Later, in a vignette that might have been called "Bette Davis Meets Cujo," a raspberry-picking expedition is cut short when Fuller and the cronish thespian come face to face with a snarling Doberman. Undaunted, the doddering Davis saves the day with the aid of her cane and a few well-chosen expletives that send the cowering beast running for cover.

Sighs Fuller, "Here was Bette Davis about to end her distinguished career as lunch meat for some animal named Gunther."

In the end, though, it was Fuller and her family who were almost done in, not the indomitable Davis.

"It was an exhausting experience," says Fuller in hindsight. "And it almost cost me my marriage."

Now able to laugh, she describes how Davis egged her on during an argument she was having with her husband. "Tell him, 'You make me want to vaaaaahmit!'" Fuller recalls Davis whispering to her in the heat of a spat. "Once she asked me if my husband beat me. When I told her he didn't, her eyes lit up and she proceeded to tell me about all these battles she'd had with [fourth husband] Gary Merrill. Lord, that woman loved a good fight."

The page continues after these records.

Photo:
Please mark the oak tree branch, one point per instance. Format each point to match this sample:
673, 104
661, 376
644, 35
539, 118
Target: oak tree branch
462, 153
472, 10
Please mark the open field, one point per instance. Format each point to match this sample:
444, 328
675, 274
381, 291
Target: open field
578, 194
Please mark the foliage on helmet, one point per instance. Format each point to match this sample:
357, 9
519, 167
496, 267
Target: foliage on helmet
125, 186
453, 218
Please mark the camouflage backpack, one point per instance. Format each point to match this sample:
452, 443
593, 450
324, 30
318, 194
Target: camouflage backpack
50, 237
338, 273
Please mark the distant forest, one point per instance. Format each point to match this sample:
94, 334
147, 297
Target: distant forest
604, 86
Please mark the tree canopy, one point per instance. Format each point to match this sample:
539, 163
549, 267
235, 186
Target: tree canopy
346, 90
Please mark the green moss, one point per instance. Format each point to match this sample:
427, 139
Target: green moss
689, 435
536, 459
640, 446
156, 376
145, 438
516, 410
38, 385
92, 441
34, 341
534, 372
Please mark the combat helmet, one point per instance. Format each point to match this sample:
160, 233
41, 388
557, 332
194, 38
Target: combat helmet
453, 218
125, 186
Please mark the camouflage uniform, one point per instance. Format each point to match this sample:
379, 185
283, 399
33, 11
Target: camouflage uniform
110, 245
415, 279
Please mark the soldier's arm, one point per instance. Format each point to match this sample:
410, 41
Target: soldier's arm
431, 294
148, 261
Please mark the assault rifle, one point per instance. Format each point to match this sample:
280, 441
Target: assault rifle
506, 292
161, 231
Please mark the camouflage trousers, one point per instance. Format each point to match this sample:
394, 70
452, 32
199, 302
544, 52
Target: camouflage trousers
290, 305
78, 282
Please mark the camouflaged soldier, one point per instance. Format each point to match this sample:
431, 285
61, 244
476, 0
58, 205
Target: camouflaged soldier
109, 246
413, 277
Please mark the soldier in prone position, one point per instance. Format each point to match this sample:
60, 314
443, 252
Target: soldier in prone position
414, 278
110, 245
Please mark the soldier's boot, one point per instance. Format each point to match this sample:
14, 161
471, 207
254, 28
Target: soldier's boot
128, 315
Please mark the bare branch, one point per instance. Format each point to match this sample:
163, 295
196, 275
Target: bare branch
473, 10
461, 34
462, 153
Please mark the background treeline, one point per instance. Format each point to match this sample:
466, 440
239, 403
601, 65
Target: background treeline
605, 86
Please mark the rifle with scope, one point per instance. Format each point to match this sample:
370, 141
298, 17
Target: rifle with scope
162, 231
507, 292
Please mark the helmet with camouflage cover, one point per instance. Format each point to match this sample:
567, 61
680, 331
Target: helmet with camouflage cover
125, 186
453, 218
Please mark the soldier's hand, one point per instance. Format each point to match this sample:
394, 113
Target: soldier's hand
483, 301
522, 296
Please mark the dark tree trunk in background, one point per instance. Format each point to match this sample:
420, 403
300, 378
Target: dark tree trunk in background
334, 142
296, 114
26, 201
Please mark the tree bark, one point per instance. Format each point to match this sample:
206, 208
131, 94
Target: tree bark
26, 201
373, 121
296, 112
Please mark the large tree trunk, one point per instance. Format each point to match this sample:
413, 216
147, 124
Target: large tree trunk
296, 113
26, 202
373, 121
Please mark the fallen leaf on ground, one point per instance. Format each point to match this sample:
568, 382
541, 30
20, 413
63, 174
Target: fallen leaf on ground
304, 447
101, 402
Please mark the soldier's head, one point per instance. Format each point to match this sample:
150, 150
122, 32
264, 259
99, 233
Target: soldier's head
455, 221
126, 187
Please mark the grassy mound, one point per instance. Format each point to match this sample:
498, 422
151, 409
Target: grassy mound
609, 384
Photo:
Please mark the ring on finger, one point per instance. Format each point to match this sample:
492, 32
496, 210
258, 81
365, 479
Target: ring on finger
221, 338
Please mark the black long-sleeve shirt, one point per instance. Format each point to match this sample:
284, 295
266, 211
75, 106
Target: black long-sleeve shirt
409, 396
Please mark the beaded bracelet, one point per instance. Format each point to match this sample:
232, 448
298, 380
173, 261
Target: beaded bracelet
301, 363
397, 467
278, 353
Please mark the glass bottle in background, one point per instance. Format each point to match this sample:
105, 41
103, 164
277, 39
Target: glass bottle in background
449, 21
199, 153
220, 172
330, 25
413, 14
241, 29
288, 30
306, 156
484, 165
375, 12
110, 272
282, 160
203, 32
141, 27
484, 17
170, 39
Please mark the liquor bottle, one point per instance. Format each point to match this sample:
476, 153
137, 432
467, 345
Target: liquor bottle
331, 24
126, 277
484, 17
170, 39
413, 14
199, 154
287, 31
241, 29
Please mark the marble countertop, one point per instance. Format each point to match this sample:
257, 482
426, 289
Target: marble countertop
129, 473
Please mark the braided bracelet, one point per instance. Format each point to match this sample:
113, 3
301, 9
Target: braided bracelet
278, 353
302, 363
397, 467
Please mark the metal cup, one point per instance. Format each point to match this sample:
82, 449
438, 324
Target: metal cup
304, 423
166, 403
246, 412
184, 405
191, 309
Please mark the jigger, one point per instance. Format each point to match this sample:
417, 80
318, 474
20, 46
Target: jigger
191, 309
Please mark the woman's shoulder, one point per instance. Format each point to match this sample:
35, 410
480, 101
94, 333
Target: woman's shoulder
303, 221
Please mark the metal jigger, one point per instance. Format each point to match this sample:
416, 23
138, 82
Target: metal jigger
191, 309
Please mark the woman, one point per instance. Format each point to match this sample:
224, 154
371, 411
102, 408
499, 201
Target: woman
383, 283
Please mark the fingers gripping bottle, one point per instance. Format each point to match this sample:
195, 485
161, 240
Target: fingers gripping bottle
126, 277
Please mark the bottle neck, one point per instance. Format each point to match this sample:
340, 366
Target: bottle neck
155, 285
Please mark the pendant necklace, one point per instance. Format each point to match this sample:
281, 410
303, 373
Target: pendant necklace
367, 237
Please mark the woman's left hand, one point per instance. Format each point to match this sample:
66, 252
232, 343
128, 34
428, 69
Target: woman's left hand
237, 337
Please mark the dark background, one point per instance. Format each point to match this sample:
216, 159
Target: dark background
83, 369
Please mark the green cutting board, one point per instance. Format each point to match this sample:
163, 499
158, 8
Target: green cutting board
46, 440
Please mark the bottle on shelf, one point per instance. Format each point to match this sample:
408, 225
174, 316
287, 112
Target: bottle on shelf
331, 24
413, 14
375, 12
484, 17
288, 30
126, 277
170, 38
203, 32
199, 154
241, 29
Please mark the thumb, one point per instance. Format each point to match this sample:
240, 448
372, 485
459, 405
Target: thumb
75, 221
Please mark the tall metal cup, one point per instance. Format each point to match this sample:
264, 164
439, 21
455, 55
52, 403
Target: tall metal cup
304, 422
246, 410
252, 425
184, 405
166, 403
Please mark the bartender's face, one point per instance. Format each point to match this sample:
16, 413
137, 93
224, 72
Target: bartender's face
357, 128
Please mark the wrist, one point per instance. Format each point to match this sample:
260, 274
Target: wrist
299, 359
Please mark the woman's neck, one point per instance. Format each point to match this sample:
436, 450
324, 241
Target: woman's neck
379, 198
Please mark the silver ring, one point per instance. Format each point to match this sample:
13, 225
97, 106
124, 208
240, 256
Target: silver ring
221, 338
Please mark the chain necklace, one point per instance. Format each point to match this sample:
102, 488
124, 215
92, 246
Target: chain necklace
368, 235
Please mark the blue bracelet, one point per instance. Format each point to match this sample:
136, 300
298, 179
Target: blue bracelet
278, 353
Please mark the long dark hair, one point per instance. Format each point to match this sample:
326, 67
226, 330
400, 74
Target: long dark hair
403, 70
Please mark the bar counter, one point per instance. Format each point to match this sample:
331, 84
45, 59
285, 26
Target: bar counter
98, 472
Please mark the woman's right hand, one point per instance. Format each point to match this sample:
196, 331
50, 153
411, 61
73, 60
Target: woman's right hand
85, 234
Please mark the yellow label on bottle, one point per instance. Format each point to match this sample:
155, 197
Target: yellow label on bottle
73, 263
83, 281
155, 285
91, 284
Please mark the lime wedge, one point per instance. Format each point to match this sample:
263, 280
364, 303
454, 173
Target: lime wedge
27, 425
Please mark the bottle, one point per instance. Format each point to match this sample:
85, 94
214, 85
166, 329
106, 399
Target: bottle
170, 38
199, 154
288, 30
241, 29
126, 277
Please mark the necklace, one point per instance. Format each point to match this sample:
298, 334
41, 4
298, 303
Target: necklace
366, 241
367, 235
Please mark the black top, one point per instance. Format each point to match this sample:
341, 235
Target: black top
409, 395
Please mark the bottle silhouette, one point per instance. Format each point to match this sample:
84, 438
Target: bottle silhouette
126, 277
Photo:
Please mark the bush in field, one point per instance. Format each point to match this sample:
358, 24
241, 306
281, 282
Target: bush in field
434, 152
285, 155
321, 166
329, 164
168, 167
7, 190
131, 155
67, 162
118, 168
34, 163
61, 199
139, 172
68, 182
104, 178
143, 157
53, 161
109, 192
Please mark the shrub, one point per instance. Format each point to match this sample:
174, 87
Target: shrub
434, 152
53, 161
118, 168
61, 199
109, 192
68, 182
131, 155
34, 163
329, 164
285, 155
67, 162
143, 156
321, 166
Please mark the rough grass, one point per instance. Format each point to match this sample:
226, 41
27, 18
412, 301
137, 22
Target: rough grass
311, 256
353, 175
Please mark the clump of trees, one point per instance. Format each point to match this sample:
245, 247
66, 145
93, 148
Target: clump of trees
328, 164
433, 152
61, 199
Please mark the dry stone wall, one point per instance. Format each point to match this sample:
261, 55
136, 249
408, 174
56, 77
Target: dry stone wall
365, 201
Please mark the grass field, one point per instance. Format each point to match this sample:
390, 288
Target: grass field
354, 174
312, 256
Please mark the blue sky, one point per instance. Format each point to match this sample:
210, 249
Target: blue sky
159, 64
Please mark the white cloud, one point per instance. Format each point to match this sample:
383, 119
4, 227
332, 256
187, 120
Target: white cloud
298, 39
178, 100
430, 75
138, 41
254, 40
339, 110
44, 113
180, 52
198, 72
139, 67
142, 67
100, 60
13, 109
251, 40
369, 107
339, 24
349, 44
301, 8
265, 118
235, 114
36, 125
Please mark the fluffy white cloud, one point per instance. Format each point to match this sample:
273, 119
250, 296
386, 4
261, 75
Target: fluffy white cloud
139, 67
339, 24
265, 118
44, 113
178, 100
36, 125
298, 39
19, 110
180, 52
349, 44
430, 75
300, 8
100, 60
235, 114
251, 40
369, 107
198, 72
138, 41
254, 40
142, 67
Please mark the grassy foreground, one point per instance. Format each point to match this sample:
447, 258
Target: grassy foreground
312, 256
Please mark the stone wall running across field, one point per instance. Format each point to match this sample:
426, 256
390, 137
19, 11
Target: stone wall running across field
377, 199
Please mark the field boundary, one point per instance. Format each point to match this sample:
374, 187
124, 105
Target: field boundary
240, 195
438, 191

Whether Fuller's postmortem parlay at her guest's expense would get Davis' dander up is anyone's guess. Except for the 1987 Women's Day article, the actress never lived to see the various permutations of the visit Fuller has produced.

Elizabeth Fuller, who has hopes of conducting a séance at Davis' family crypt in Forest Lawn, thinks the actress would approve of her campy tribute. If not, why would Davis' ghost continue to linger in her Connecticut home away from home?

"Bette's still in the house," Fuller, who's since remarried, says matter-of-factly. "My family has all felt her presence." Although she avoids specifics, Fuller adds, "She's always up to something."

Like ghost, like haunted-house owner.

After reeling off a list of upcoming productions of Me and Jezebel (she's hoping that Stagebrush Theatre will stage a local run), Elizabeth Fuller is flabbergasted to hear that she shares a startling bond with Christina Crawford, the daughter of Bette Davis' worst enemy.

Learning that the Mommie Dearest author now operates a bed-and-breakfast in Idaho, Fuller nearly chokes on her latte.

"Christina has a bed-and-breakfast?" she gasps. "Get out! I wonder if she has wire hangers. I've got to send her a book . . ."

In the immortal word of Fuller's former houseguest, "Kee-ryst!"